# Self-sustainable Fish Tank



## Silang (Mar 28, 2017)

Anyone here successful in setting up a sustainable aquarium? Care to share your experience?

I am thinking of doing this for my next project. First establish a breeding colony of shrimps and pond snails. Will make sure to do my setup in a way to encourage algae growth, and make sure shrimps will have lots of places to hide and breed - that are inaccessible to fish. Introduce fish - 2 predators, 2 snail eater, and a small group of schooling fish. Aim is to have a self-sustaining plants, fish, snails, and shrimp population.

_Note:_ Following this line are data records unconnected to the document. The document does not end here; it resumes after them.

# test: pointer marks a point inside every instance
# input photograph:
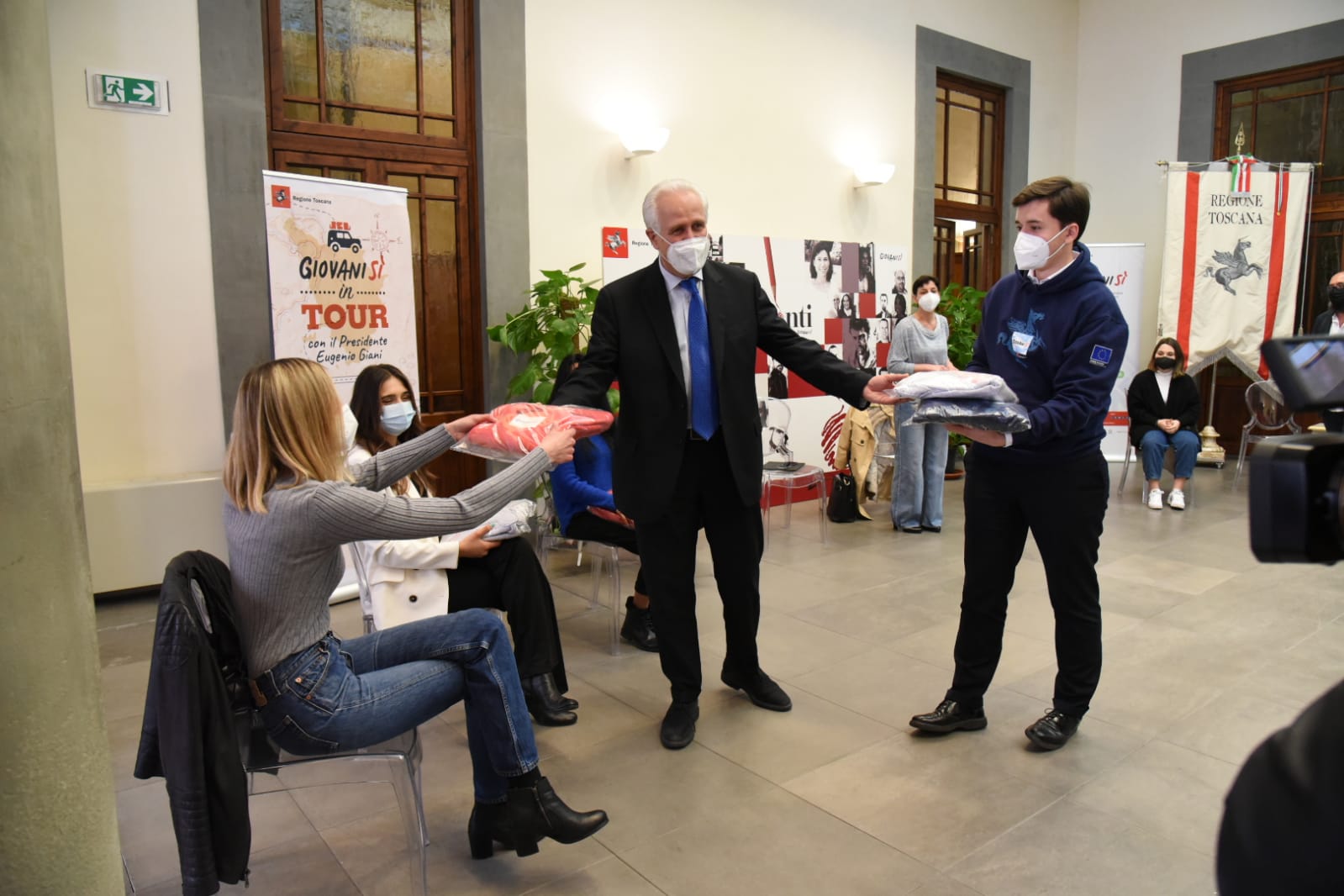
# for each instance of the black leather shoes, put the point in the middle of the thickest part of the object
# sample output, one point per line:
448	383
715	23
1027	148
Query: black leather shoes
761	689
679	725
639	628
538	812
1052	730
545	702
488	826
951	716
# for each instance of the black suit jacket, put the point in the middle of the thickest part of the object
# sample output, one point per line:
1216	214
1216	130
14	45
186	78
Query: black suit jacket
1146	406
1321	327
635	341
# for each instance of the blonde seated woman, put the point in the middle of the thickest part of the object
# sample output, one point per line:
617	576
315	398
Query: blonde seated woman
291	504
412	579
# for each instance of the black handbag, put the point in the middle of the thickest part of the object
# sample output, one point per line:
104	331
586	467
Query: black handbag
843	505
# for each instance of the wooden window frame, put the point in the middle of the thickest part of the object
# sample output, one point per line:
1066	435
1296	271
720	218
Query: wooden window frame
462	62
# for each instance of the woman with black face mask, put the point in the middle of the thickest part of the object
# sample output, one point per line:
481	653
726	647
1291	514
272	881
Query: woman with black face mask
1164	414
1331	323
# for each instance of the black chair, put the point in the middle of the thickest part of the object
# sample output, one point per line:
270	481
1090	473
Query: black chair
204	736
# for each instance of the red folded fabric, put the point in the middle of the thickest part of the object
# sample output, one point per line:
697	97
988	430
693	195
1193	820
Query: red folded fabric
520	426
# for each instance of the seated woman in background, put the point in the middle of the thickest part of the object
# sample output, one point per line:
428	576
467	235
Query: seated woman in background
292	503
1164	414
430	577
586	482
920	344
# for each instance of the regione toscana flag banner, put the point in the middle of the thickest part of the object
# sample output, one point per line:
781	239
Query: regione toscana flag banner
1230	262
341	285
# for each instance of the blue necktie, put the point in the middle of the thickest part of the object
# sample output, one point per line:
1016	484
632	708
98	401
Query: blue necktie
704	397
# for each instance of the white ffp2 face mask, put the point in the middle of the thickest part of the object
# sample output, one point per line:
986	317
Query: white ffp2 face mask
1032	251
688	256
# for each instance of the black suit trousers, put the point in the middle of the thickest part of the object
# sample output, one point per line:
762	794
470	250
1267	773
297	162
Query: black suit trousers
706	496
1062	505
509	578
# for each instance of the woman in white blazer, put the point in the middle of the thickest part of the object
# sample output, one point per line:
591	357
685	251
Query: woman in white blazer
422	578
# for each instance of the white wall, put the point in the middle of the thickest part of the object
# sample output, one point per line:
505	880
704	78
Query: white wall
136	240
1128	117
136	244
764	101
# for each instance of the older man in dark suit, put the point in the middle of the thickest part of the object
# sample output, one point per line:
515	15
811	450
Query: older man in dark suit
1331	323
682	337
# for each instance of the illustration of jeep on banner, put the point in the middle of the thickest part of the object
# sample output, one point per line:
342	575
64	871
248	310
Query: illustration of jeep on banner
339	238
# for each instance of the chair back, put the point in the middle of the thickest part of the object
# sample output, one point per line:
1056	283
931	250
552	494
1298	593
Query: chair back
1267	408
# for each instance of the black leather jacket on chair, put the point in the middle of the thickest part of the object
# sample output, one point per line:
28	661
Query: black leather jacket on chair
188	734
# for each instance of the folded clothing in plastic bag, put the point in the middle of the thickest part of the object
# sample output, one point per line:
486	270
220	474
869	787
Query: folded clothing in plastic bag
989	387
520	426
1000	417
509	521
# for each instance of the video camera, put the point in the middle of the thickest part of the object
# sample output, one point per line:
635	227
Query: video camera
1297	481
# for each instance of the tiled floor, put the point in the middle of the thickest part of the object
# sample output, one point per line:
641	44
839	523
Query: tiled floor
1207	651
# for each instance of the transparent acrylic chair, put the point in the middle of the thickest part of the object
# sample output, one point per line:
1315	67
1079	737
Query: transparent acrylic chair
603	561
1269	414
783	472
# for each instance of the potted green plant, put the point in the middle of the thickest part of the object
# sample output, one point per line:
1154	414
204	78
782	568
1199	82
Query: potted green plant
556	321
962	305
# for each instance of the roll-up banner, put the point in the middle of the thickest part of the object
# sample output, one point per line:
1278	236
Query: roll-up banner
1122	266
341	284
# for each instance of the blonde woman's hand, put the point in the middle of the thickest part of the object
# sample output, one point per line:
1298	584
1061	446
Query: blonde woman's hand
475	545
559	446
462	424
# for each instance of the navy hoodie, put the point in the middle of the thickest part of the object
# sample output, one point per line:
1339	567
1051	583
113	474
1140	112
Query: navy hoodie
1058	345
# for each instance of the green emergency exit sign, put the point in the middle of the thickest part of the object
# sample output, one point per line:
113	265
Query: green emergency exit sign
128	93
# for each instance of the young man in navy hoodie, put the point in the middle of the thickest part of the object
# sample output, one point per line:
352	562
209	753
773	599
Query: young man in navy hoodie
1057	336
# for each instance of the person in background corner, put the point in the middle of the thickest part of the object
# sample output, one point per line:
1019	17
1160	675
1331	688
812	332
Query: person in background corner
1164	414
586	482
412	579
920	344
1331	323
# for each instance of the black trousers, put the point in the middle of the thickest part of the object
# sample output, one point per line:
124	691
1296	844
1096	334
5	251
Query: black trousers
586	527
1062	505
509	578
706	496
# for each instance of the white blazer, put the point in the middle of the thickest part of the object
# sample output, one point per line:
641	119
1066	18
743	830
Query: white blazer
406	578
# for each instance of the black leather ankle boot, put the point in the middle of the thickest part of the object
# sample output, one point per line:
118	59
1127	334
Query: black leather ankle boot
545	702
538	812
488	826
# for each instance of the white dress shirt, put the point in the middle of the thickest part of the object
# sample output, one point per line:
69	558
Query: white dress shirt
679	298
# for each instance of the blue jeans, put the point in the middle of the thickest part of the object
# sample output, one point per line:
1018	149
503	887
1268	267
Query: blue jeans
343	695
921	466
1153	448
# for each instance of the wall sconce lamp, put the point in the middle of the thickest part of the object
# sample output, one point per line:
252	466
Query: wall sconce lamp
643	141
874	173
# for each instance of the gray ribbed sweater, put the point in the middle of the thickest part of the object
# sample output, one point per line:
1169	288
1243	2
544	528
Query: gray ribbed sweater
913	343
287	561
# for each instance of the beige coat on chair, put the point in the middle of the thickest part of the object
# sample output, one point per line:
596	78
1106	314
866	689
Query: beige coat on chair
857	449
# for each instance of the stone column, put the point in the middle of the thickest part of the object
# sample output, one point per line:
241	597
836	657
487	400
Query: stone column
58	814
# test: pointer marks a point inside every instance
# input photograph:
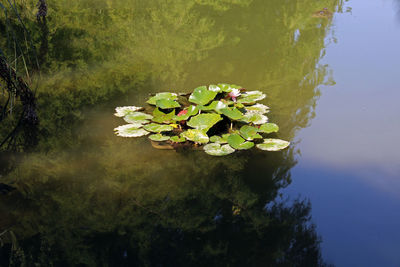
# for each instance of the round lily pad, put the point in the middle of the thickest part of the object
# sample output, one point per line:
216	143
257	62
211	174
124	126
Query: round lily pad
273	144
269	128
195	135
122	111
202	96
158	137
218	150
157	128
130	130
204	121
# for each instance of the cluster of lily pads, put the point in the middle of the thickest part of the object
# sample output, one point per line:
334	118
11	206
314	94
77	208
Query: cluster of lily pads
221	118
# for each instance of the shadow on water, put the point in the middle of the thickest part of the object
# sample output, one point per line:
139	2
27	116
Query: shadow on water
86	198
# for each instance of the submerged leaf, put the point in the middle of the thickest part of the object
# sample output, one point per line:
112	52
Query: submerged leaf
158	137
158	128
232	113
237	142
273	144
167	103
195	135
257	108
254	118
122	111
130	130
159	96
269	128
251	97
249	132
162	117
138	117
202	96
218	150
204	121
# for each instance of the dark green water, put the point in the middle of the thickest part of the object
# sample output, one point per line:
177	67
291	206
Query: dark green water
88	198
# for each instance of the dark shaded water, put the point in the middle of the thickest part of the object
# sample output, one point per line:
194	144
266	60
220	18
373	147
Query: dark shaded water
86	197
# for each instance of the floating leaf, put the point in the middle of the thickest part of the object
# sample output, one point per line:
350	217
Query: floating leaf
218	150
232	113
122	111
219	139
159	137
159	96
178	139
162	117
167	103
237	142
130	130
249	132
273	144
158	128
254	118
138	117
195	135
257	108
202	96
186	113
269	128
204	121
251	97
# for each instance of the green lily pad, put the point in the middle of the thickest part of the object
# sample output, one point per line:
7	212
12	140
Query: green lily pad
158	128
249	132
269	128
190	111
138	117
130	130
257	108
195	135
232	113
177	139
218	150
273	144
237	142
123	111
254	118
202	96
159	96
204	121
161	117
158	137
167	103
220	139
251	97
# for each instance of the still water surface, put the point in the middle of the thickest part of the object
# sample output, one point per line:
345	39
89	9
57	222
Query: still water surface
86	197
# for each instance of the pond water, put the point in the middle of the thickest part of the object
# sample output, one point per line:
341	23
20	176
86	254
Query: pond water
85	197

Stocking plan: couple dozens of shrimps (breeding population), maybe a pair of dwarf cichlids or badis badis, dwarf loach for snail control, and a few (3-4) small hardy fish that will survive on algae and other plant matter. Key is to keep the numbers low for minimal food requirement, and for easier maintenance and sustainability.

Also thinking of introducing scuds to give the predators some food variety, but not sure of how effective or destructive they are considering my setup plans.


----------



## Bananableps (Nov 6, 2013)

This is going to sound harsh. Your idea is exciting, and I don't want to discourage experimentation, but I don't think it's possible. To be clear, I _do_ want to discourage experimentation when it puts the welfare of animals at risk.

What exactly do you mean by "self-sustainable"? Do you just mean in terms of filtration needs, or do you mean a closed loops system that does not need food added to it? For the size food chain you propose, to not add any food at all you would almost certainly require something pond-sized.

If you are planning on making a no-food-input tank, with a food chain of algae<shrimp/snails<small fish<predator fish, you will not succeed. The fish and shrimp that you are thinking can live for a long time on algae need, at some point, a source of protein. In the wild, this would typically be small copepods, but even very large aquariums will be stripped of copepod colonies with a couple of fish in them. The higher predators that eat smaller fish will, if fed nothing else, eliminate the small fish population in an aquarium.

In a fairly large tank, I think you could pull this off with dwarf shrimp, but I would still be worried about malnutrition. Perhaps you could throw a small dead fish in every once in awhile to simulate a scavenger ecosystem. Even Opae ula shrimp can't live on algae forever - those "self sustaining" kits you see for sale are just mini starvation chambers.


----------



## Silang (Mar 28, 2017)

Bananableps said:


> This is going to sound harsh. Your idea is exciting, and I don't want to discourage experimentation, but I don't think it's possible. To be clear, I _do_ want to discourage experimentation when it puts the welfare of animals at risk.
> 
> What exactly do you mean by "self-sustainable"? Do you just mean in terms of filtration needs, or do you mean a closed loops system that does not need food added to it? For the size food chain you propose, to not add any food at all you would almost certainly require something pond-sized.
> 
> ...


Thanks for the input. No worries, this is still just an idea, and wanting to know if anyone here has done something similar. I meant is self-sustainability when it comes to food. You reckon it be more possible with just algae<shrimp,snail<small fish (that can also depend on algae) ? Having a 'top predator' really is tricky, especially in such a confined space. 

I read a blog a couple of weeks back about a planted tank by a window, with just shrimps and a couple of scarlet badis and the blogger claims it ran on its own for more than a year until his plants overgrowed and engulfed the entire tank, disrupting the balance. Trying to look for it again...


----------



## Axelrodi202 (Jul 29, 2008)

Just schooling fish would be enough of a predator load on shrimp. 

Scuds would be a bad idea. They outcompete shrimp (especially babies) for food, leading to the shrimp colony's decline. Plus they eat certain plants like mosses.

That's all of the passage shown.